Antes de cometer sus crímenes colgó vídeos de propaganda del Estado Islámico
—probablemente en los mismos días en que este Estado decapitaba en Libia a 21
cristianos coptos sólo por el crimen de no ser musulmanes y filmaba semejante
hazaña con lujo perverso de detalles— y lanzaba feroces arengas antisemitas.

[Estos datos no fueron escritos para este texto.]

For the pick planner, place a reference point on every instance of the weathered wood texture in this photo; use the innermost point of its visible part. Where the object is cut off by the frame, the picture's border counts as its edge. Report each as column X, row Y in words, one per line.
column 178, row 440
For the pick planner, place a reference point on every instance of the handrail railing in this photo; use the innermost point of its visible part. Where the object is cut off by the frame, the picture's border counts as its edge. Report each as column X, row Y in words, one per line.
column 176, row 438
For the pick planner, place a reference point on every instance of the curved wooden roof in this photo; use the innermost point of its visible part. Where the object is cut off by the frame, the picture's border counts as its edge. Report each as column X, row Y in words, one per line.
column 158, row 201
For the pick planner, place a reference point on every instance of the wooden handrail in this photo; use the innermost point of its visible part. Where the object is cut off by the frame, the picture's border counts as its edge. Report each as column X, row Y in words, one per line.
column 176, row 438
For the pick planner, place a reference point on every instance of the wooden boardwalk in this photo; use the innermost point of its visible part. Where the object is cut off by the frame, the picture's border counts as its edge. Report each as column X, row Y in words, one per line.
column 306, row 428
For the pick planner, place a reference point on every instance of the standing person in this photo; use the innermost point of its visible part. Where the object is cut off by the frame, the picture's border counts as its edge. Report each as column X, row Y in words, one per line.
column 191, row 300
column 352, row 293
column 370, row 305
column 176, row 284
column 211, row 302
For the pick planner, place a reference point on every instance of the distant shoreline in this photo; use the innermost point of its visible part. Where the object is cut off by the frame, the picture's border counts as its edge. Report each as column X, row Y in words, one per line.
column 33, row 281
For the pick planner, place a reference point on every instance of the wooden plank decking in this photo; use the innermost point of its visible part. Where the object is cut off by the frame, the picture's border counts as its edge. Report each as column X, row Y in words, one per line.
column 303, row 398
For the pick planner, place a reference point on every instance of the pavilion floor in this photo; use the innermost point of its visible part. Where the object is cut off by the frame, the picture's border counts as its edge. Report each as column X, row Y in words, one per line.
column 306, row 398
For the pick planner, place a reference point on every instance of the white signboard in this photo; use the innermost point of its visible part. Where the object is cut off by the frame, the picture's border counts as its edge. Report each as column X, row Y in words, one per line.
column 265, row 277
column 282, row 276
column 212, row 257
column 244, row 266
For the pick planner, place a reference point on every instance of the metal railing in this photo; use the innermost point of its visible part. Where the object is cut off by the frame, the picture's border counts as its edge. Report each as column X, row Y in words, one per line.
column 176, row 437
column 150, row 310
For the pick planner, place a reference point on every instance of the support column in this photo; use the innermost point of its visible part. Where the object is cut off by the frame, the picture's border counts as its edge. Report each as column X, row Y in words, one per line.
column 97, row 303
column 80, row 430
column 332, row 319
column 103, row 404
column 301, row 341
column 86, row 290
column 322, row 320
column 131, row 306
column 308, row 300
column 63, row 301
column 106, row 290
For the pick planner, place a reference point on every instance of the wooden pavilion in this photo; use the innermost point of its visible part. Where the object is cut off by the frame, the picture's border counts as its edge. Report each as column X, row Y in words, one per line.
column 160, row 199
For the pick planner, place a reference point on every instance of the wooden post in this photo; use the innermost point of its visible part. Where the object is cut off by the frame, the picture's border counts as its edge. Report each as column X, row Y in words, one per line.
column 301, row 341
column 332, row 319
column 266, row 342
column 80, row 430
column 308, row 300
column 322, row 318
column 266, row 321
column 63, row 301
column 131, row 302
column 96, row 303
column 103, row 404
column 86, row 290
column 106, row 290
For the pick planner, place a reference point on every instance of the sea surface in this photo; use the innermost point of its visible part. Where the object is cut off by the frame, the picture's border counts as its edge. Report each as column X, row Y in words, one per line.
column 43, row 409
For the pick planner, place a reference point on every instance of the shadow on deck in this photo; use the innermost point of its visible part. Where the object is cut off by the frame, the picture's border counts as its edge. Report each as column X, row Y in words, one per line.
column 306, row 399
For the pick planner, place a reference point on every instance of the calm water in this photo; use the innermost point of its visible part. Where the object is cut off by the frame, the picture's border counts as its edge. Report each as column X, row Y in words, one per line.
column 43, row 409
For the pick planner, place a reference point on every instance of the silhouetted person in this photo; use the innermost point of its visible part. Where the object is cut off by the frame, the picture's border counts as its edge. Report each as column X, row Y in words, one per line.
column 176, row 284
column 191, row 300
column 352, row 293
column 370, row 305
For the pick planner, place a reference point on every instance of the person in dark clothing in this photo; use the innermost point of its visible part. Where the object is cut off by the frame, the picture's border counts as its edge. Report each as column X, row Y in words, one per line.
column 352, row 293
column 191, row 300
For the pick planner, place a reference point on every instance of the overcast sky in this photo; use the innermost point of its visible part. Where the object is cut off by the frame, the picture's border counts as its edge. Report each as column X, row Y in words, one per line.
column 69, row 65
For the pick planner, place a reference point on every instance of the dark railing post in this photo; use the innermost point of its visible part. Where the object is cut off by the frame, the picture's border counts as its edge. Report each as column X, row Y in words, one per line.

Todo indica que sin el valeroso Dan Uzan, que le impidió la entrada ofrendando
de este modo su vida, el terrorista hubiera perpetrado en la sinagoga, donde se
celebraba un bar mitzvah, una matanza descomunal.
Su
objetivo primero, cuando atacó el centro cultural donde lo atajaron los tres
guardias que resultaron malheridos, era Lars Vilks, el dibujante y
caricaturista sueco —Suecia es, como Dinamarca, otro de los países más
civilizados, democráticos y prósperos del mundo—, a quien los fanáticos
islamistas persiguen con saña desde que, en el año 2007, realizó una exposición
de sus trabajos en los que Mahoma aparecía con el cuerpo de un perro. Hombre
tranquilo, nada provocador, Lars Vilks ha explicado que no hizo aquello con el
ánimo de ofender las creencias religiosas de nadie, sino para ejercitar una
libertad que considera la irreverencia y el humor cáustico derechos
irrenunciables. Lo ha pagado caro; ya ha sido víctima de dos atentados, le han
quemado su casa, debe andar protegido por una escolta del Gobierno sueco las 24
horas del día y Al Qaeda ofrece un premio de 100.000 dólares a quien lo mate (y
50.000 a quien “degüelle” a Ulf Johansson, el editor que publicó sus
caricaturas).
El
caso de Lars Vilks es interesante porque muestra las ambiciones ecuménicas del
fanatismo islamista: no persigue sólo restaurar el fundamentalismo primitivo de
su religión entre los creyentes sino intervenir en los espacios donde el islam
no existe o es minoritario a fin de someterlo a las mismas prohibiciones y
tabúes oscurantistas. El Occidente democrático y liberal, que ha dejado de
considerar a la mujer un ser inferior y un objeto en manos del varón, que ha
separado la religión del Estado, que respeta la crítica y la disidencia y
practica la tolerancia y coexistencia en la diversidad, es su enemigo y un
objetivo cada vez más frecuente de sus operaciones sanguinarias.
Es
obvio que esta amenaza no va a tener éxito ni destruir a Occidente. El peligro
es que, por prudencia o, incluso, por convicción, algunos Gobiernos
occidentales comiencen a hacer concesiones, autoimponiéndose limitaciones en el
campo de la libertad de expresión y de crítica, con el argumento
multiculturalista de que las costumbres y las creencias del otro deben ser
respetadas (¿aún a costa de tener que renunciar a las propias?). Si este
criterio llegara a prevalecer, los fanáticos islamistas habrían ganado la
partida y la cultura de la libertad entrado en un proceso que podría culminar
en su desaparición. Por este camino todas las grandes conquistas de la
democracia, desde el pluralismo político, la igualdad entre hombres y mujeres,
hasta el derecho de crítica que incluye el de la irreverencia por supuesto,
habrían sellado su sentencia de muerte. Ya en algunos lugares en Europa se ha
admitido el uso del velo islámico, símbolo flagrante de la humillación y
discriminación de que es víctima la mujer en algunos países musulmanes, y la
existencia de piscinas públicas separadas por sexos, con argumentos que podrían
llegar a la demencia de tolerar los matrimonios pactados por los padres y hasta
la castración ritual de las adolescentes para garantizar su virtud. Cualquier
concesión en este campo no sirve para apagar la sed de los fanáticos; por el
contrario, los envalentona y convence de que el enemigo está retrocediendo, que
tiene miedo y se sabe ya derrotado.
La
primera ministra danesa, Helle Thorning-Schmidt, en el homenaje que rindió a
sus compatriotas asesinados por el yihadista danés, recordó que las mayores
víctimas del fanatismo islamista son los propios musulmanes, a los que los
fanáticos asesinan y torturan por millares en el Oriente Medio y en África. Hay
que tenerlo presente y saber, por eso, que los europeos que como el dibujante
Lars Vilks se enfrentan con coraje al desafío del terror, luchan para salvar de
la barbarie no sólo a Europa y Occidente, sino a la humanidad entera.